2. Contract the muscles: Tighten the pelvic floor muscles and hold the contraction for about 5 seconds.

3. Relax: Release the contraction and rest for 5 seconds.

4. Repeat: Aim for 10-15 repetitions, three times a day.

It's important to note that while Kegel exercises can be beneficial, they may not be suitable for everyone. Individuals with certain medical conditions or those who have undergone specific surgeries should consult with a healthcare provider or a pelvic floor specialist before starting any exercise regimen. A thorough evaluation by a healthcare professional can help determine the most appropriate exercises and treatment options based on individual needs.

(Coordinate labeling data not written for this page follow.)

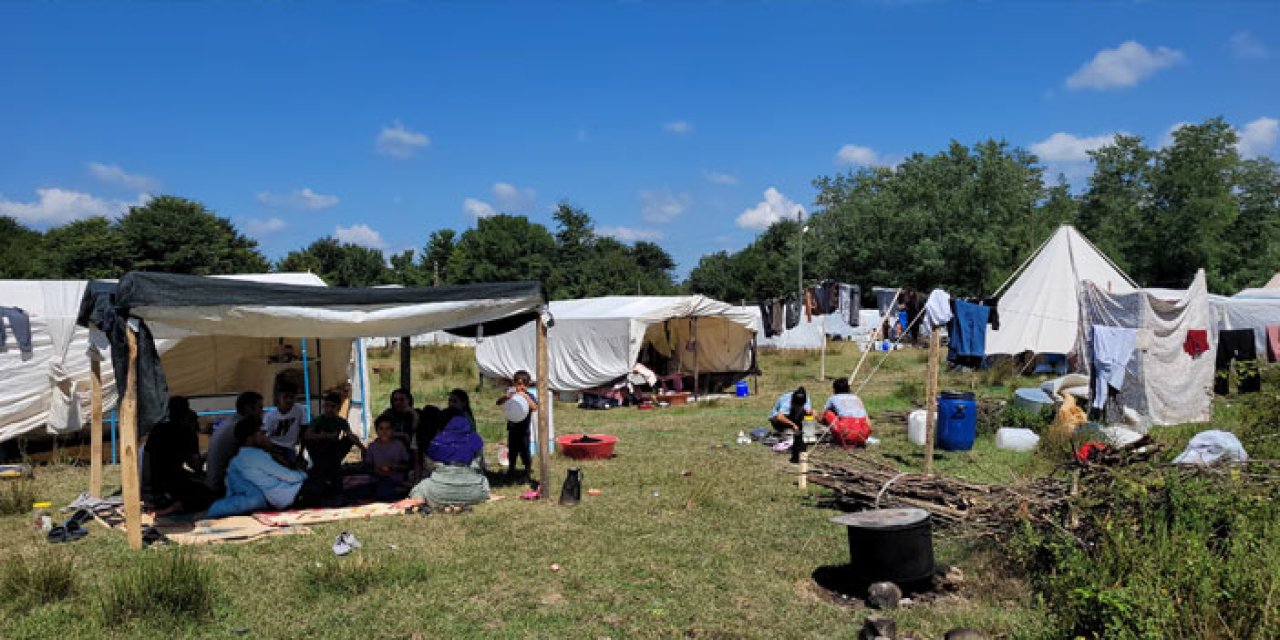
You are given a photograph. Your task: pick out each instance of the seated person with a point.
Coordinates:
(173, 460)
(458, 472)
(283, 424)
(845, 414)
(789, 411)
(255, 480)
(389, 460)
(223, 446)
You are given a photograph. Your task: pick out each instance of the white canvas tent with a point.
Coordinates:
(597, 341)
(50, 393)
(1161, 382)
(1040, 311)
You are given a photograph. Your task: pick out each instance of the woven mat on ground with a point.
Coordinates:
(232, 529)
(312, 516)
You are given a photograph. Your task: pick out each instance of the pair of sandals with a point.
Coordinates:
(71, 530)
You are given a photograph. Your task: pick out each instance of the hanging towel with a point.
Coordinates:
(968, 332)
(1197, 342)
(1112, 348)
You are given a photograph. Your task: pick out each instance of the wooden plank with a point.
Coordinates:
(95, 438)
(544, 400)
(931, 401)
(129, 479)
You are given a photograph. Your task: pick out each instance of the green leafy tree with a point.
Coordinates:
(179, 236)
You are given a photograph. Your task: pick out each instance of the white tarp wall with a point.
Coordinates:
(597, 341)
(1162, 380)
(1040, 311)
(51, 392)
(1251, 309)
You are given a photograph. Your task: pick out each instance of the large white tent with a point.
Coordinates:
(597, 341)
(50, 392)
(1040, 311)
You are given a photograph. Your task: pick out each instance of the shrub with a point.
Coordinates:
(30, 581)
(17, 497)
(165, 586)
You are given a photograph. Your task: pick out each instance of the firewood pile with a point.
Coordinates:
(863, 483)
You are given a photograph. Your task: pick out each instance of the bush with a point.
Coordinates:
(30, 581)
(167, 588)
(17, 497)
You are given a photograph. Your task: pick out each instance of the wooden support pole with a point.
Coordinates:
(544, 402)
(931, 401)
(129, 480)
(406, 364)
(95, 437)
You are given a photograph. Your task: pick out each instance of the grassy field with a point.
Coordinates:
(693, 536)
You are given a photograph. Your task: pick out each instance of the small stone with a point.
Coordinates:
(878, 626)
(883, 595)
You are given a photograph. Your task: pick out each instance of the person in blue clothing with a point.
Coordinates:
(255, 480)
(789, 411)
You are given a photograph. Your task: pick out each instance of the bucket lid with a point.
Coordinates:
(883, 519)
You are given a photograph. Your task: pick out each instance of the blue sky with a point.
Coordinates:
(691, 124)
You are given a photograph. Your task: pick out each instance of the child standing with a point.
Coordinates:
(517, 433)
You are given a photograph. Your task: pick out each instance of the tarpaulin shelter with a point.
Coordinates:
(146, 306)
(1040, 311)
(1161, 380)
(595, 341)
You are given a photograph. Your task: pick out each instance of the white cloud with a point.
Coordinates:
(264, 227)
(1123, 67)
(1247, 46)
(1257, 137)
(1066, 147)
(858, 155)
(630, 233)
(397, 141)
(360, 234)
(773, 208)
(679, 127)
(297, 199)
(478, 208)
(511, 197)
(114, 174)
(58, 206)
(662, 205)
(720, 178)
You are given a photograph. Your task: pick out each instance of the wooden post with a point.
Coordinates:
(931, 401)
(95, 437)
(406, 364)
(544, 401)
(129, 480)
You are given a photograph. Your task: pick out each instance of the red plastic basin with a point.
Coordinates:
(586, 449)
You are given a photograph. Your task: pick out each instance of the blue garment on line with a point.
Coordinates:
(968, 330)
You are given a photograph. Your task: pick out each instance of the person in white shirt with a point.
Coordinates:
(283, 425)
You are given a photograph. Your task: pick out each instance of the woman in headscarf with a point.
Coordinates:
(456, 456)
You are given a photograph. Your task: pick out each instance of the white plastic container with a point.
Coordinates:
(915, 428)
(1016, 439)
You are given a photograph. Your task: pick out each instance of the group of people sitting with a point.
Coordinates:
(277, 460)
(844, 414)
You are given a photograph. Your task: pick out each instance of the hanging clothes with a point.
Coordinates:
(968, 332)
(1112, 348)
(767, 318)
(794, 310)
(1237, 350)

In addition to Kegel exercises, other strategies may be recommended to improve anal strength and function. These can include biofeedback therapy, which helps individuals learn to control their pelvic floor muscles more effectively, and lifestyle modifications such as dietary changes to promote regular bowel movements and avoid constipation.

In conclusion, Kegel exercises can be a valuable tool in improving anal weakness and enhancing pelvic floor strength. They are generally easy to learn and can be performed in various settings. However, it is crucial to ensure that the exercises are done correctly and to seek professional guidance if there are any concerns about technique or underlying medical conditions. Regular practice, combined with a comprehensive approach to pelvic health, can lead to significant improvements in anal function and overall quality of life.